18:3 Naar de daden van het land Egypte, waarin u gewoond hebt, zult u niet doen
doen: en naar de handelingen van het land Kanaän, waarheen ik u breng,
zult gij niet doen; evenmin zult gij in hun verordeningen wandelen.
18:4 Gij zult Mijn rechten doen en Mijn verordeningen onderhouden, om daarin te wandelen
ben de HERE, uw God.
18:5 Daarom zult gij mijn inzettingen en mijn verordeningen onderhouden: welke als een man
doet, zal hij daarin leven: Ik ben de HERE.
18:6 Niemand van u zal zijn naaste verwanten naderen om hem te ontmaskeren
hun naaktheid: Ik ben de HERE.
18:7 De schaamte van uw vader, of de schaamte van uw moeder, zult gij
niet ontdekken: zij is uw moeder; gij zult haar schaamte niet ontdekken.
18:8 De schaamte van de vrouw van uw vader zult u niet ontdekken: het is uw
vaders naaktheid.
18:9 De naaktheid van uw zuster, de dochter van uw vader, of dochter van
uw moeder, of ze nu thuis is geboren of in het buitenland is geboren, zelfs hun
naaktheid zult gij niet ontdekken.
18:10 De schaamte van de dochter van uw zoon, of zelfs van de dochter van uw dochter
hun schaamte zult gij niet ontdekken, want die van hen is de uwe
naaktheid.
18:11 De schaamte van de dochter van de vrouw van uw vader, verwekt door uw vader,
zij is uw zuster, gij zult haar schaamte niet ontdekken.
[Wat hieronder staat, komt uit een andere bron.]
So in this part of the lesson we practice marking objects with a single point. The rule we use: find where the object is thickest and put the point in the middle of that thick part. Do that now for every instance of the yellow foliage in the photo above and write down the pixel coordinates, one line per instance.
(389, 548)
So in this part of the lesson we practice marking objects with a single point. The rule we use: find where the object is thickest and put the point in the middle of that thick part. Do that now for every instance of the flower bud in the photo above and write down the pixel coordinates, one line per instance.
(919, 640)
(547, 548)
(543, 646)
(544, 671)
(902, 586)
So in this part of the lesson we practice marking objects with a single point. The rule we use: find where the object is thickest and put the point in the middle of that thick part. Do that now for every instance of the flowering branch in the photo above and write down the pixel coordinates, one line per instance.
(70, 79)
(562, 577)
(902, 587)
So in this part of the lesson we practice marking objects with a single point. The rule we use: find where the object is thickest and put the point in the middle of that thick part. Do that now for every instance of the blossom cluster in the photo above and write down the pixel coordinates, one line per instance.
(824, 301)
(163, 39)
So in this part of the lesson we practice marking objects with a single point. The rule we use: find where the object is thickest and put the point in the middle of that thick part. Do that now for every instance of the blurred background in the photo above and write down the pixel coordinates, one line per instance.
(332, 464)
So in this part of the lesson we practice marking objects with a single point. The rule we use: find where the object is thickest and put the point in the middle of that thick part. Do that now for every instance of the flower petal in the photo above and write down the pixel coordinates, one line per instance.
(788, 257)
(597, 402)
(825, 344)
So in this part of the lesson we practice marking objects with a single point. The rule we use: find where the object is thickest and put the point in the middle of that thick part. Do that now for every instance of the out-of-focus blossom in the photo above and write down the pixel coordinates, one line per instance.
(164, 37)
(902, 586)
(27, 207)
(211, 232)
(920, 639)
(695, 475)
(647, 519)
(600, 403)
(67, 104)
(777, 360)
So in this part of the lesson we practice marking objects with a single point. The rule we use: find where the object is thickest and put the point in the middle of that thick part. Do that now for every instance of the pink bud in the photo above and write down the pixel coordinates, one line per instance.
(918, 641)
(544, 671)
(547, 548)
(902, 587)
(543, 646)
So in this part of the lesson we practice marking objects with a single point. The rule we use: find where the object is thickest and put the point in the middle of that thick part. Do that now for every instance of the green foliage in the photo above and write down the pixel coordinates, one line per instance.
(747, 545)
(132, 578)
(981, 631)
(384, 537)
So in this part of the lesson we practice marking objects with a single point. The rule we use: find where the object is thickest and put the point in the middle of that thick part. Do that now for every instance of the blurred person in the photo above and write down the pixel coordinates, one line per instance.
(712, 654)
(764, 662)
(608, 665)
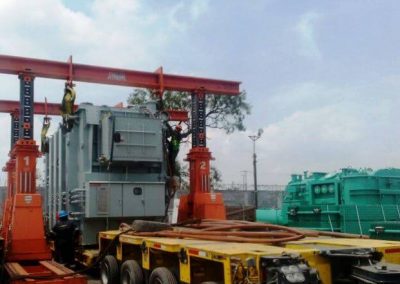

18:12 Gij zult de schaamte van de zuster van uw vader niet ontdekken: zij is van u
vaders naaste bloedverwant.
18:13 Gij zult de schaamte van de zuster van uw moeder niet ontdekken, want zij is het
de naaste bloedverwant van uw moeder.
18:14 Gij zult de schaamte van de broer van uw vader niet ontdekken, u zult het doen
benader zijn vrouw niet: zij is uw tante.
18:15 Gij zult de schaamte van uw schoondochter niet ontdekken: zij is van u
zoon's vrouw; gij zult haar schaamte niet ontdekken.
18:16 Gij zult de schaamte van de vrouw van uw broer niet ontdekken: zij is van u
broeders naaktheid.
18:17 Gij zult de schaamte van een vrouw en haar dochter niet ontdekken,
noch zult gij de dochter van haar zoon of de dochter van haar dochter nemen,
om haar naaktheid te ontdekken; want zij zijn haar naaste verwanten: dat is het
slechtheid.
18:18 Gij zult ook geen vrouw tot haar zuster nemen, om haar te ergeren, om haar te ontbloten
naaktheid, naast elkaar in haar leven.
18:19 Gij zult ook niet tot een vrouw naderen om haar schaamte te ontbloten, zoals
zolang ze apart gezet wordt vanwege haar onreinheid.
18:20 Bovendien zult u niet vleselijk samenliggen met de vrouw van uw naaste
verontreinig u met haar.
18:21 En gij zult niets van uw zaad door het vuur laten gaan voor Moloch,
noch zult gij de naam van uw God ontheiligen: Ik ben de HERE.
18:22 Gij zult niet liegen met de mensheid, zoals met de vrouw: het is een gruwel.
18:23 Evenmin zult gij bij enig dier liggen om u daarmee te verontreinigen.
evenmin zal een vrouw voor een beest staan om daarvoor te gaan liggen: dat is het
verwarring.
18:24 Verontreinigt u in geen van deze dingen, want in al deze
volken zijn verontreinigd die ik voor u heb verdreven:
18:25 En het land is verontreinigd; daarom bezoek ik haar ongerechtigheid
het, en het land zelf spuwt zijn inwoners uit.
18:26 Daarom zult gij Mijn inzettingen en Mijn verordeningen onderhouden, maar niet
een van deze gruwelen begaan; noch een van uw eigen natie, noch
elke vreemdeling die in uw midden verblijft:
18:27 (Want al deze gruwelen hebben de mannen van het land gedaan, die
voor u, en het land wordt verontreinigd;)
18:28 Opdat het land u ook niet uitspuugt, wanneer u het verontreinigt, zoals het uitgespuugd heeft
de volken die voor u waren.
18:29 Want wie een van deze gruweldaden zal begaan, zelfs de zielen
die ze begaan, zullen uit het midden van hun volk worden uitgeroeid.
18:30 Daarom zult gij Mijn verordening onderhouden, dat gij niemand van
deze afschuwelijke gewoonten, die vóór u zijn begaan, en dat u
verontreinig uzelf daarin niet: Ik ben de HERE, uw God.